Amortizing the Decision Cost

This near-term predictive power lets us amortize the cost of deciding to skip instrumentation sites. Each application actually contains two variations of the program code: a fast version with (nearly) no instrumentation and a slow version with full instrumentation. If the next-sample countdown is 78, then we can stay on the fast path across at least the next 77 instrumentation sites. Only when the countdown gets close to 0 do we need to hop over into the instrumented code. And once that sample is taken, we reset the countdown to a new random value and jump back into the fast code again.

Of course, programs don’t always run in a simple straight line. Knowing how many instrumentation sites are coming up in the near future is non-trivial, especially in the presence of branches, loops, and function calls. This is where compile-time program analysis comes in. As the program is being instrumented, we identify acyclic regions of the program’s control flow graph (think flowchart). There are only a finite number of paths through each acyclic region, each passing through only a finite number of instrumentation sites. Thus each acyclic region has a finite maximum instrumentation weight: the largest number of instrumentation sites reached on any one pass through that region. If execution reaches the top of a region of weight 10, and the next-sample countdown reads 78, then we know in advance that none of the instrumentation in that region will be used this time through.

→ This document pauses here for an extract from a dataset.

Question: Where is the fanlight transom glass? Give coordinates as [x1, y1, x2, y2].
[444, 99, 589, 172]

We jump into the fast code for that whole region and only check the countdown again once we reach the bottom.

Thus, when sampling is sparse, the program spends the majority of its time in fast, instrumentation-free code. This is how we measure a randomly sampled subset of program behavior without slowing you down.


This concludes our whirlwind tour of lightweight random sampling. If you still want more, the background reading publications should be enough to keep your mind busy for a while.